Les Plantagenêt ( Henri II …) et leurs successeurs vont s’approprier la figure du roi mythique des Bretons jusqu’à en faire leur ancêtre. Vers 1200, la découverte de la tombe du roi Arthur à l’abbaye de Glastonbury brise le mythe de « l’espoir breton ». Le prêtre Layamon ( fin du XIIe s.) , par ailleurs traducteur du Brut de Wace en langue anglo-saxonne, va récupérer dans les écrits de Geoffroy les prophéties de Merlin pour les détourner au profit des Anglais : Merlin annonce qu’un jour Arthur reviendrait pour aider les Anglais...
 
Dans le troisième livre attribué à Geoffroy de Monmouth, La Vie de Merlin : Merlin est marié à Gwendolena, roi de Dyfed, il est pris de folie à la vue du massacre de trois de ses frères, il s’enfuit dans la forêt de Calédonie, au sud de l’Ecosse actuelle. Il devient le Merlin ' homme sauvage '. Dès lors, Merlin vit en compagnie d’un loup.  Merlin refuse les présents les plus merveilleux qu’on lui offre pour l’arracher à sa retraite. Dans la forêt de Calédonie, il développe des capacités prophétiques prodigieuses, il parle avec les plantes et les animaux. C’est un savant : il connaît l’astronomie et la musique, il discourt longuement des phénomènes naturels et des origines du monde.
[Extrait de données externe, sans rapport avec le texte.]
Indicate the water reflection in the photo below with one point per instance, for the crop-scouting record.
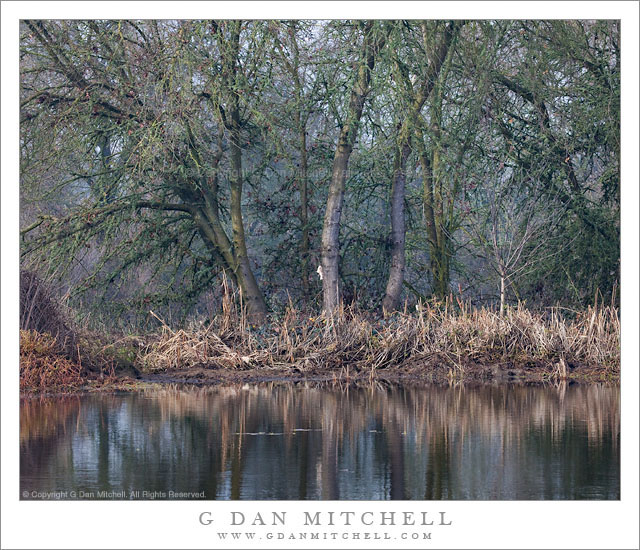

Geoffroy de Monmouth a fait entrer dans l’histoire Arthur, Merlin, Gauvain, Conan Meriadec, Utherpendragon, des personnages ''créés'' que l’on retrouve aux côtés de personnages historiques. Cette confusion du légendaire et des faits historiques a eu comme conséquences, durant huit siècles, de contribuer à la rencontre de la légende et de l'histoire …
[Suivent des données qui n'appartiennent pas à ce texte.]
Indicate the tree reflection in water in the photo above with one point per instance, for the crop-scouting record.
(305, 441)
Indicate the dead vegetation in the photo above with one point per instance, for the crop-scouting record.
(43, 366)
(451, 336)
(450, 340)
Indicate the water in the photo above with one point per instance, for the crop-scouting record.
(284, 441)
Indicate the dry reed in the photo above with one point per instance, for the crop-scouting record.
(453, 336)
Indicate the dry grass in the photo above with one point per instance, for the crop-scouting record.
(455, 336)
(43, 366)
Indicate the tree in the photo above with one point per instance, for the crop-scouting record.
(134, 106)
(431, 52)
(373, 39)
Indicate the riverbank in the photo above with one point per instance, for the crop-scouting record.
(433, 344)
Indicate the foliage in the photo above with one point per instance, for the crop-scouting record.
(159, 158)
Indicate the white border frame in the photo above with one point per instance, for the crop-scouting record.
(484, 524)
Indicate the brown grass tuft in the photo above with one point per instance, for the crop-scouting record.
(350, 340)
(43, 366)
Il est extraordinaire de constater que ce Mythe qu’il a contribué à répandre a été accepté comme un ensemble de faits historiques jusqu’au XVIIe siècle en Angleterre et jusqu’au début du XIXe en France !
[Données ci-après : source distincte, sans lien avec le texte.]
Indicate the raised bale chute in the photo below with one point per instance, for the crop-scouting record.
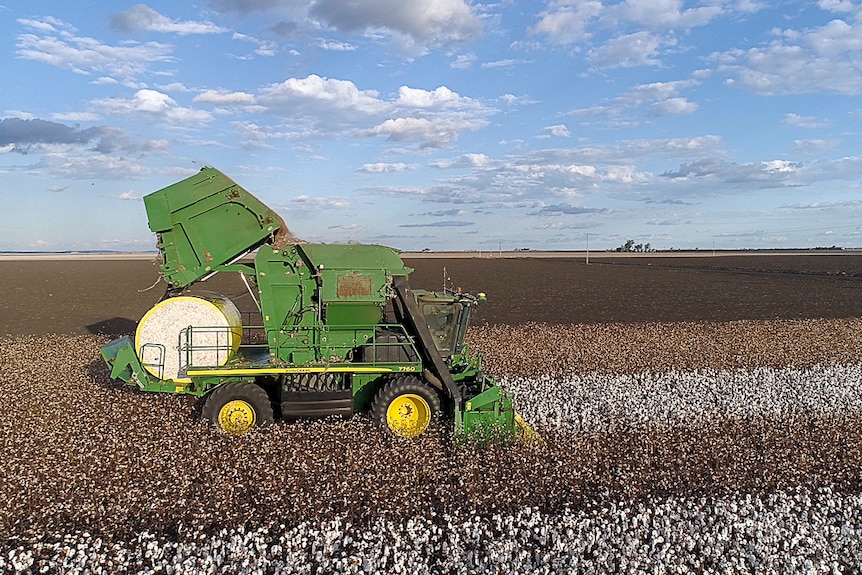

Avec Richard Cœur de lion, successeur d’Henri II, Arthur est adopté par les rois normands d’Angleterre. C’est cet Arthur là que nous retrouverons chez Chrétien de Troyes, autre grand auteur arthurien après Geoffroy de Monmouth, dans la seconde moitié du 12e siècle. Avec Chrétien, nous entrerons dans le monde et dans l’idéologie chevaleresque...
( Parmi mes sources : l'Encyclopédie de brocéliande: http://broceliande.brecilien.org/ )
 
Ces lectures méritent bien une promenade dans la ville de Bristol, ….....
Sur un muret, non loin de King St. au bord de l'eau, un verre (pint) de bière abandonné attire mon attention... A l'intérieur, une carte : le Chariot.... ! Je me suis permis de garder le verre …
Il y a grande animation au ''Old Duke''... Il fait beau, en suivant la rivière, nous mangeons sur la terrasse du Severnshed, au-dessus de l'Avon.
 
Si le Bateleur-Magicien, fait s'interroger l'impétrant avec la question du Graal : Que cherches-tu dans la vie ? : Le chariot, véhicule de la conscience, rappelle une autre question : Où vas-tu ? Cette figure remet Minerve/ Brigid (*) comme patronne de la connaissance et de l'inspiration. L'intellect n'est pas la seule source, et il me faut revenir à toute la richesse du Mythe. Je marche dans une direction choisie avec discernement, sagesse, enthousiasme … Arthur, est le précurseur de nombreuses quêtes... Si les chevaliers de la Table Ronde parcourent la Bretagne arthurienne, ils se rendent, la quête achevée, dans la ville de Sarras devenue la demeure du Graal...
 
(*) Brigit ou Brigid était la déesse la plus puissante et la plus connue de la mythologie celtique. Elle fut assimilée à Sainte Brigitte patronne de l'Irlande qui naquit vers 453  
Les deux illustrations ci-dessus sont de l'illustratrice Beatrice Stevens - Geoffrey of Monmouth's Dream — 1906.